すっかり長くなってしまったこの受験記、一応今回で最後としようと思う。最後は分野別の攻略法について。
先ず、今回の試験の分野別得点状況を(得点/満点)。
 ・宅建業法…13点/16点
 ・法令上の制限…4点/9点
 ・権利関係…12点/16点
 ・その他の科目…6点/9点
これで見る限り、法令上の制限を除いて比較的万遍なく得点しているように見える。しかし、現実はそう簡単ではない。
実は、勉強を始める前は、多少知識のある民法(権利関係)で得点を稼ぎ、次に法令上の制限、そして宅建業法は最低限の勉強でしのぐというシナリオを思い描いていた。
しかし、実際に勉強を始めてみる(特に過去問を解く)と、最近の民法判例からの出題が多く、かなり難易度が上昇していた。実際、本試験では4分の3を正解できたが、予想問題の段階ではかなり悲惨だったので、これでも上出来と言えよう(そこで間違えた箇所をきちんと復習したことが良かったのかも)。但し、高得点を狙うなら過去問だけでは厳しい。頻出ジャンル(対抗要件担保物権、相続、借地借家法など)を中心に、未出題の条文も一読しておく必要はあると思う。判例もある程度押さえておくのが望ましいが、予想問題等で出題されているものを押さえるだけでも時間がない場合は十分だろう。きりがないし、大体1問の中に知らない判例なんで1個くらいしか出てこない。他の肢が分かれば、それを知らないことは正否に影響しないからだ。
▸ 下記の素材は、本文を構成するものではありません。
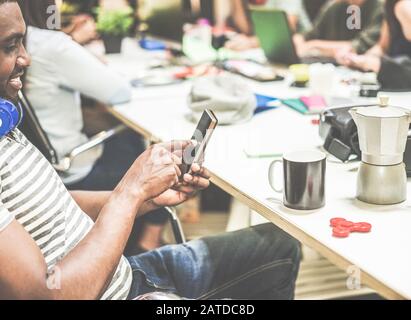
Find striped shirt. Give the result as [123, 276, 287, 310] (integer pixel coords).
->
[0, 130, 132, 300]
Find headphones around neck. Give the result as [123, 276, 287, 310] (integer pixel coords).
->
[0, 98, 23, 138]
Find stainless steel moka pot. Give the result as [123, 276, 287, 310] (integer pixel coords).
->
[349, 97, 411, 205]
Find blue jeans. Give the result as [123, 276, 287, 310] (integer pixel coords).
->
[128, 224, 300, 299]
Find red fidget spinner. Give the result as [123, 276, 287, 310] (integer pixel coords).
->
[330, 218, 372, 238]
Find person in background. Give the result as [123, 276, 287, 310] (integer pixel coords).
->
[215, 0, 311, 51]
[303, 0, 330, 23]
[0, 0, 301, 300]
[338, 0, 411, 90]
[18, 0, 168, 253]
[294, 0, 384, 58]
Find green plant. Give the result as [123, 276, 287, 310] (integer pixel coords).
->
[97, 8, 133, 36]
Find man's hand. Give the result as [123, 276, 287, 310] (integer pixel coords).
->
[114, 141, 193, 201]
[151, 164, 210, 209]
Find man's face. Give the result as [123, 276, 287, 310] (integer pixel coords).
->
[0, 2, 30, 101]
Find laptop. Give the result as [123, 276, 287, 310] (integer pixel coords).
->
[251, 8, 335, 65]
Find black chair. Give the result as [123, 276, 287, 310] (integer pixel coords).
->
[19, 92, 185, 243]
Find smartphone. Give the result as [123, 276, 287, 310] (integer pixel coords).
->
[181, 109, 218, 174]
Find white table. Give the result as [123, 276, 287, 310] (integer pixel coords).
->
[104, 43, 411, 299]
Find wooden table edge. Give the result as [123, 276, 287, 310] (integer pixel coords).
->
[105, 106, 407, 300]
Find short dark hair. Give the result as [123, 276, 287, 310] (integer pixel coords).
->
[16, 0, 56, 29]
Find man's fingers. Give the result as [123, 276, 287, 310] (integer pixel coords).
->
[173, 184, 197, 194]
[184, 174, 210, 189]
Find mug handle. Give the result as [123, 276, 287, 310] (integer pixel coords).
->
[268, 160, 284, 193]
それに比べて、宅建業法は一見暗記量が多いように見えるが、実は出題傾向がかなりはっきりしており、勉強し易いと感じた。暗記しにくい箇所も35条書面と37条書面の記載事項の差異くらいで、過去問を2回も回せば十分得点源になる。13点ではちょっと不満なくらいだ。但し、量が限定的なだけに、問題は細かい違い(「必ず」ではないとか)が多い。ある程度正確性が要求されよう。
そして、最も点の悪かった法令上の制限だが、ここは暗記量が多い割に配点は少ない。個人的には、開発許可、建築確認あたりはきちんと押さえて、後は基礎的な問題を落とさない程度にやっておけば十分と思う。特に、用途地域内の建築物の制限は暗記が大変な割に1問しか出ないため、捨てても良いと思う。
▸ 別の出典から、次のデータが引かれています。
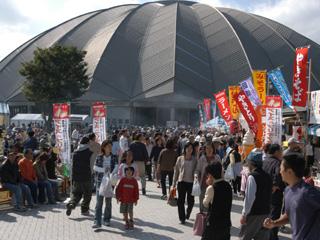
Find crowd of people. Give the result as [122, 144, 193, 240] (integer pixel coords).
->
[0, 124, 320, 240]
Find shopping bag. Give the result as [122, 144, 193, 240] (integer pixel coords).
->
[191, 181, 201, 197]
[168, 188, 178, 207]
[193, 213, 207, 236]
[99, 175, 113, 198]
[224, 164, 234, 180]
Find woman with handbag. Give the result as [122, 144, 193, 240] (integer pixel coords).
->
[92, 140, 118, 228]
[194, 142, 221, 213]
[173, 142, 197, 224]
[202, 162, 232, 240]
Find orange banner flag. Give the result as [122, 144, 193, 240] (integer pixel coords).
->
[229, 86, 241, 120]
[252, 70, 267, 105]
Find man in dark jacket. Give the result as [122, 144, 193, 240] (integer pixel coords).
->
[129, 133, 149, 195]
[202, 162, 232, 240]
[263, 144, 285, 240]
[0, 153, 35, 211]
[239, 151, 272, 240]
[66, 137, 92, 216]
その他の科目については、税法はあまり細かい数字を追わなければ暗記量も少ないのでオススメ。統計は、必ず出題される割に覚えることは簡単だからぜひ押さえて欲しい。土地・建物は努力する甲斐を感じない。常識で解ける範囲内で十分と思う。
以上、かなり手抜きのオンパレードだが、この試験に関して言えば、これでも十分合格ラインには短期間で達することができると思う。宅建試験全体を通じて言えることだが、ある程度常識(ないし基礎知識)で除外できる肢も多いので、意外と暗記量は少なくて済むのだ。よく言われることだが、満点でも合格点ぎりぎりでも合格は合格だ。過去問をつぶすだけでもボーダーまではすぐ到達する。ぜひ暗記一辺倒でなく、過去問を解く→暗記にフィードバック、という好循環で暗記の労力を軽減して欲しいと思う。